Hepatitis C is a liver infection caused by a virus. It is transmissible through blood contact or sharing items including syringes, according to the Centers for Disease Control and Prevention. It was the deadliest infectious disease in the United States prior to the COVID pandemic.
The ACLU filed the lawsuit on behalf of three incarcerated people in 2018. Back then, the Department of Safety only treated patients whose symptoms have progressed to severe liver scarring and fibrosis, the initial complaint stated.
“If you weren’t sick enough, you weren’t gonna qualify, even if nobody was in line ahead of you,” Em Harwell, staff attorney at the ACLU of North Carolina told Policy Watch.
Harwell said one of the plaintiffs, Robert Parham had had Hepatitis C for 20 years without receiving treatment from the state while he remained in custody at Polk Correctional Institution in Butner.
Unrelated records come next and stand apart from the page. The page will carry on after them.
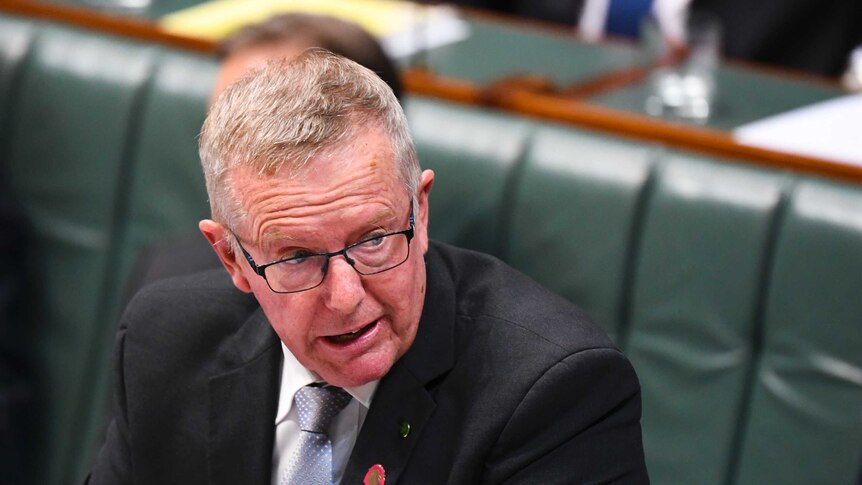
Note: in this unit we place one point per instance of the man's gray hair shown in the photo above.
(276, 119)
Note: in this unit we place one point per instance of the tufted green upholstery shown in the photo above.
(706, 238)
(84, 119)
(574, 213)
(737, 292)
(461, 150)
(805, 416)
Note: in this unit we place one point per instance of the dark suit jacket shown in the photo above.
(505, 382)
(810, 35)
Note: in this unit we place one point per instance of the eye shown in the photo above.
(373, 240)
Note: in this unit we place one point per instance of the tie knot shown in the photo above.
(317, 406)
Federal District Judge William Osteen Jr. in the Middle District of North Carolina certified the case as a class action in 2019 on behalf of people in state prisons who have or will have hepatitis C without treatment. The DPS amended its policy after the judge enjoined it.
Buffkin v. Hooks Consent DecreeThe settlement requires expanded testing and patient education, as well as enhanced treatment, according to a notice of the class action. Prisons will test residents for hep C upon admission and transfer, and at their routine physicals, according to the consent decree.
The DPS has agreed to treat a minimum of 2,100 patients in detention in the next five years after state prisons resume normal operations after the COVID-19 emergency, a statement said. John Bull, a DPS spokesperson said in an email that the department is not yet able to determine who will be tested first due to the pandemic.
The ACLU started suing states’ correctional departments after the Food and Drug Administration approved a new drug to treat Hepatitis C in 2014, but prisons failed to provide access to it like other health care providers — due to cost concerns. The ACLU filed and reached settlements with state governments including Pennsylvania, Missouri, Colorado and Virginia.
These settlements resulted in policy changes to better treat incarcerated Hepatitis C patients, including using the new antiviral drug. A similar case in Tennessee is in the appeal process after the plaintiffs lost and a Florida case in which the judge ruled in favor of the plaintiffs also got appealed, Harwell said.